Stem cell first: Creating induced pluripotent stem cells
In a world first, Australian researchers have created induced pluripotent stem (iPS) cells from human skin without the use of viruses or genetic manipulation, an important step toward their eventual use in treating human disease.
The University of New South Wales breakthrough means work can now progress on the use of iPS cells to generate brain cells for the study and eventual treatment of degenerative brain diseases.
“By successfully creating iPS cells without resorting to viruses or genetic manipulation we have removed a major hurdle to their therapeutic use,” said UNSW’s Stem Cell Lab Director, Associate Professor Kuldip Sidhu.
The lab is now working closely with Scientia Professor Perminder Sachdev from UNSW’s School of Psychiatry to produce Alzheimer’s, Huntington’s and Parkinson’s stem cell lines.
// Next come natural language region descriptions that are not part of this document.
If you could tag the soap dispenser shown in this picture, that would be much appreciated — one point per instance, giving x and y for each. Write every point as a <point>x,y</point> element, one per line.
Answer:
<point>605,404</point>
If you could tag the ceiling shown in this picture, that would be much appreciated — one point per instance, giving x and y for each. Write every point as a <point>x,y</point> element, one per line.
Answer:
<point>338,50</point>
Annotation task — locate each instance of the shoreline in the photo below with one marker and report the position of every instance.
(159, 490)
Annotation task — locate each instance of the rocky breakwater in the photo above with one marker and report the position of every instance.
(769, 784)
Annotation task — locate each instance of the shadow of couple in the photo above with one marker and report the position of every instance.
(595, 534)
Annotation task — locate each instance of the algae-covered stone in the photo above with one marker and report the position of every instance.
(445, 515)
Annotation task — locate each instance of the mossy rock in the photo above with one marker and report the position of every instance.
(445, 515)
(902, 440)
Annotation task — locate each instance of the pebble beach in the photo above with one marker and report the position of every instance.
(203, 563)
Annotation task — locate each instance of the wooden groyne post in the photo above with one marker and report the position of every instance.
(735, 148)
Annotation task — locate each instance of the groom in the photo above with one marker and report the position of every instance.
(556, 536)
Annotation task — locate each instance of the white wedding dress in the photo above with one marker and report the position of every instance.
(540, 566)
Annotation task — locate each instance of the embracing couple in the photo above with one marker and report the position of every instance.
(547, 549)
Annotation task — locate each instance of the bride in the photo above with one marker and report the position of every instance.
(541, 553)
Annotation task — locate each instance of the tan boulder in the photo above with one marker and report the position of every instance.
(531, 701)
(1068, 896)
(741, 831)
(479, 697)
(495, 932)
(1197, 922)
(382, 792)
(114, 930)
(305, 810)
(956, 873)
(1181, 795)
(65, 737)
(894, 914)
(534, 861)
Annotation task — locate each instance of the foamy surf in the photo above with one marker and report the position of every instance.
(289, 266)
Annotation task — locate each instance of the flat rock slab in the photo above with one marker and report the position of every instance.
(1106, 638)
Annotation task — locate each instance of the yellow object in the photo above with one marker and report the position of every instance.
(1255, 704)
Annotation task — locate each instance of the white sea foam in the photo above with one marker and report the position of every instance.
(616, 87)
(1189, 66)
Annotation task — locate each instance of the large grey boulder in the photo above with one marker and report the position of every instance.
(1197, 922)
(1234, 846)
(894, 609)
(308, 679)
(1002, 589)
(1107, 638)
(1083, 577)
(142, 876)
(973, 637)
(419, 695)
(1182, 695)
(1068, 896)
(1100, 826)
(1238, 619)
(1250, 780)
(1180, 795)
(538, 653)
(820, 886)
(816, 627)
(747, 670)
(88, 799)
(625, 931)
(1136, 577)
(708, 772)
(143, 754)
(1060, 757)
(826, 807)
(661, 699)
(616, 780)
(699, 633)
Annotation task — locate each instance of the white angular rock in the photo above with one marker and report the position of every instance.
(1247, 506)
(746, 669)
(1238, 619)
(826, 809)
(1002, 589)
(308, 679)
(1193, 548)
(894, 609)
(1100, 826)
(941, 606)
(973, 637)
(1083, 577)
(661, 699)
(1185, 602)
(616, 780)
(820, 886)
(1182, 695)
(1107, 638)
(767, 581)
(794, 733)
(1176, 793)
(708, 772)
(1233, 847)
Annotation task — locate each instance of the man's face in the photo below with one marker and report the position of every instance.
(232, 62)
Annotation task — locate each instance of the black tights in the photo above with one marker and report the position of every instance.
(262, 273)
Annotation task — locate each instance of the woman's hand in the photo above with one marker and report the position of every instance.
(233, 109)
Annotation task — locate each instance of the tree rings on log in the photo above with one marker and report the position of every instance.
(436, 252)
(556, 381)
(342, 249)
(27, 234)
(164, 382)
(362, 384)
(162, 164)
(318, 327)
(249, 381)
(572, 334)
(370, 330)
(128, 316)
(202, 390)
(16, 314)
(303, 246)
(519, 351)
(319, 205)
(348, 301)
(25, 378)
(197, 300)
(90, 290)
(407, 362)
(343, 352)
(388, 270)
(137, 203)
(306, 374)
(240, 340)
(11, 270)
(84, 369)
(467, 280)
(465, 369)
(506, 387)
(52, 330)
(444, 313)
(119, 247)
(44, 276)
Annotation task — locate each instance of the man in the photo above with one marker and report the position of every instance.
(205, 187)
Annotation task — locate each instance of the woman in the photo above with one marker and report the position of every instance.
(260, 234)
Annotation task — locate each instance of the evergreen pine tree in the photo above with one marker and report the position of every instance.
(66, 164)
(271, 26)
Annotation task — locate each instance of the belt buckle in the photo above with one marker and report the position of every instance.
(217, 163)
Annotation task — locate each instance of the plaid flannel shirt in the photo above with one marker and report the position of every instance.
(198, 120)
A paper outlining the breakthrough appears this month in the prestigious journal PLoS One.
First generated from human skin by Japanese scientists in 2007, iPS cells revolutionized stem cell research by potentially eliminating the need to harvest human embryos. Therapeutics derived from the iPS cells are also less prone to immune rejection than those using embryonic stem cells because they are derived entirely from the patient.
However, the Japanese process required the use of lentiviruses, which raised concerns about the introduction of viral DNA sequences into the genome of the recipient cell, increasing the likelihood of future cancers and other mutations.
The technique developed at UNSW’s Stem Cell Lab circumvents this danger, A/Professor Sidhu said. “Because we have bypassed having to use viral particles or any genetic manipulation, the fear of mutations like cancer is almost negligible,” he said.
In the two-stage process, reagents were first used to bring about epigenetic changes in human skin cells. This was followed by treatment with an embryonic stem cell extract to induce reprogramming and pluripotency.
While the breakthrough technique makes the use of iPS cells in human therapies more likely, Professor Sidhu said it was still too early to assume they were the preferred alternative to embryonic stem cells.
“The iPS cells we’ve created appear very similar to embryonic stem cells, but they also exhibit variability and instability in culture. The next step is to make these cells suitable for long-term propagation, so they can be used in therapies,” A/Professor Sidhu said.
The study forms the basis of the PhD work of Jin Han, funded by UNSW Medicine and an Australian Postgraduate Award.